Prior to that, the agency was only able to answer three out of every 10 calls from taxpayers. They just didn’t have enough capacity to handle the daily call volume.
But thanks to AI, that’s all changed. In fact, AI phone bots have already handled over three million incoming calls as of May.
And thanks to this success, the IRS is expanding these AI bots out to more complex tasks. Get this – the AIs are going to collect delinquent taxes.
This new program will start with individuals who owe less than $25,000 to the IRS. It starts like it always has – with a mailed notice. The IRS sends delinquent taxpayers a letter advising them to call in for payment options.
And that’s where the AI bots come in. They can verify a caller’s identity, answer simple tax questions, and even negotiate a payment plan that works for both parties.
Then, once a payment plan is in place, the AI ensures there is no further action taken against the taxpayer. They close the ticket, so no human agents follow up with that individual as long as the payments are made as agreed.

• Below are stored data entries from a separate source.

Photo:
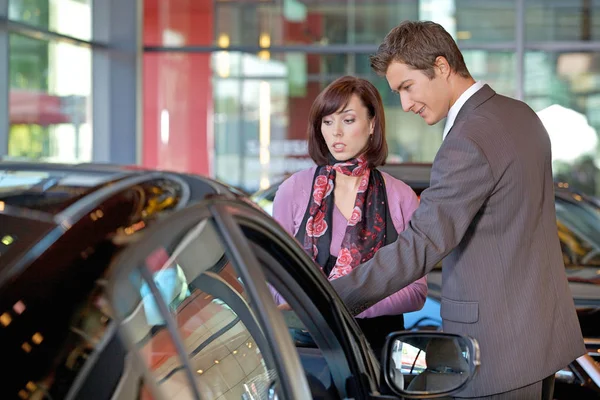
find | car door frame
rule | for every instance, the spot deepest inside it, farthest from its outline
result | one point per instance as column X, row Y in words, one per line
column 237, row 250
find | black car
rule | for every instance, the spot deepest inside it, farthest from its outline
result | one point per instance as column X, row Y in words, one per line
column 123, row 283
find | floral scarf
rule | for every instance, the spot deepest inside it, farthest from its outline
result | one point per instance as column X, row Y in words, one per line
column 366, row 229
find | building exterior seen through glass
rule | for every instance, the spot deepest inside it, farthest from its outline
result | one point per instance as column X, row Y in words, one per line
column 226, row 86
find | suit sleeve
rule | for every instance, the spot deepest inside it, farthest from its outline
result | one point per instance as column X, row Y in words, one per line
column 412, row 297
column 461, row 181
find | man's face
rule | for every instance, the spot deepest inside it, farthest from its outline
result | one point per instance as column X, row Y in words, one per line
column 428, row 98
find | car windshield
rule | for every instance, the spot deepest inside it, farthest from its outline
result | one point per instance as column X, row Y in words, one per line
column 579, row 231
column 47, row 191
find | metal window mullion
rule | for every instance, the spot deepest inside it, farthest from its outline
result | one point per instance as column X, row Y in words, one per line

And this is only the beginning.
As the AI learns and improves, it will be able to take on even more complex issues. The technology will get to the point where it can handle the bulk of all calls coming into the IRS.
This is a great application of AI. I have to say, I’m happy to see the government is using it to cut costs and improve responsiveness.
As regular readers know, I predict we will soon have AI-enabled assistants capable of helping us with many of our basic daily tasks. The rapid advancements in natural language processing are the key behind these new applications, and it won’t be long before new products will be available to all consumers that will have a positive impact on our daily lives.
Redwood Materials just inked a big deal with Toyota…
Redwood Materials just hit a big milestone: The company inked a deal with Toyota to recycle the iconic carmaker’s electric vehicle (EV) batteries.
This has major implications for the EV industry…
We had a look at Redwood Materials in August of last year. For the sake of new readers, this is a battery recycling company founded by J.B. Straubel – the former co-founder and chief technology officer (CTO) of Tesla.
Straubel was instrumental in Tesla’s strategic approach to lithium-ion battery technology in the early days. But as the tech progressed, Straubel realized there was a huge problem coming.
When lithium-ion batteries exhaust their useful life, the only place for them to go was the dump. There, they would gradually leak out toxic materials for hundreds – or maybe thousands – of years. Obviously, that’s far from ideal and terrible for the environment.
So Straubel’s mission in founding Redwood Materials was to address this wave of toxic waste he saw coming. The company’s goal is to recycle EV batteries and extract the useful minerals so that they can be used for new battery production.
This has become even more important today, as we are now facing shortages of many of the key minerals used in EV batteries. It turns out Straubel’s timing is nearly perfect.
And that’s why this deal with Toyota is so important.
Toyota was the first carmaker to produce EVs at scale. And now its first-generation Prius EVs are coming off the market.
That means there is a massive number of batteries that Toyota will be sending to Redwood Materials for recycling, as all of these Prius vehicles are nearing their end of life. Redwood will extract the key minerals and send them back to Toyota to produce new batteries.
And this story gets even better.
As part of this initiative, Toyota is building a new battery plant in North Carolina. At the same time, Redwood Materials will build a new recycling plant right next to it to increase its own recycling capacity.
This makes for an efficient supply chain. Redwood can recycle Toyota’s batteries and cart the minerals just across the street for reuse.
This is great news for Redwood Materials. The company announced that it will have the recycling capacity to repurpose materials for one million new EVs by 2025.
And this development also demonstrates just how advanced the EV industry has become. I see Redwood’s battery recycling as the “back end” of the industry.
It will solve a major environmental problem. And it will go a long way towards addressing the key material shortages we are seeing in the EV battery space as well.